From what Jesus said, it is entirely possible that He specifically chose that word to open up the doors to something other than pre-marital sex, so that it is not limited to pre-marital sex, but all kinds of perverted sex, including adultery. Because in Revelation 2, it shows us very clear there that adultery is also included within porneia.

Porneia is a general term that encompasses every illicit sexual perversion. So the Greek's could not be specific like we can in English. The only one that they could specifically designate was adultery. The Bible consistently uses porneia far more than moicheuo.

Now we have to make a bit of deviation here, because we have to get some more background, but that is a good start for helping us to understand first of all that Jesus was more liberal than it appears on the surface, and we will find out why He was more liberal as we go along.

I want us to reflect on a couple of scriptures. Hebrews 13:8 says that Jesus Christ is "the same yesterday, today, and forever." Malachi 3:6 reinforces that when it says, "I am the LORD, I change not." So, we understand that God's intention from the beginning regarding marriage, once we begin to apply this principle, has never changed.

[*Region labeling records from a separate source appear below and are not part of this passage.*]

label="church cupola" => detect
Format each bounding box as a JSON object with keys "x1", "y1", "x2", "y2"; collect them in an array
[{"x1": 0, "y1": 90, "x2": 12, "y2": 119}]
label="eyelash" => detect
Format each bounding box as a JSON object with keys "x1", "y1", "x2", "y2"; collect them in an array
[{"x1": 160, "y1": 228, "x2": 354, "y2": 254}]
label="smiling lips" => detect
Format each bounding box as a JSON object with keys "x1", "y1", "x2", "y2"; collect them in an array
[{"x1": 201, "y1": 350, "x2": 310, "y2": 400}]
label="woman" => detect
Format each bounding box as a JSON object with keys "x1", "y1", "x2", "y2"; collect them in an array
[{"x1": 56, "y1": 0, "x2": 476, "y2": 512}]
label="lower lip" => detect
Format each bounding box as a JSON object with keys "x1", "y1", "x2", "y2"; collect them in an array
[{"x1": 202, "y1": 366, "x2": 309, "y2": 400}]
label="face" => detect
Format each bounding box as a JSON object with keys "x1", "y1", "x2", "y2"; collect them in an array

However, we are going to see that God does change certain things, and we have to understand 'change' a little bit. In other words, is God like the law of the Medes and the Persians that changes not? Well, there are certain things that never change. His purpose never changes. His character never changes. He says that not one jot or tittle of His law will ever be changed.

But He does change His anger, does He not? He does change administrations, as II Corinthians 3 shows very clearly. He changed from the Old Covenant to the New Covenant. Now here is something to think about: Jesus' own symbolic marital status when He divorced Israel.

What we are going to see as we develop this study, is that God shows a flexibility in His judgments as an act of mercy, so that we will not be bound or enslaved in a marital situation that is untenable, without peace, and destructive to God's purpose. That is very important. That combination has to be there.

Malachi 2:16 "For the LORD God of Israel says that He hates divorce, for [he is going to give a reason] it covers one's garment with violence," says the LORD of hosts. "Therefore [here comes the warning] take heed to your spirit, that you do not deal treacherously."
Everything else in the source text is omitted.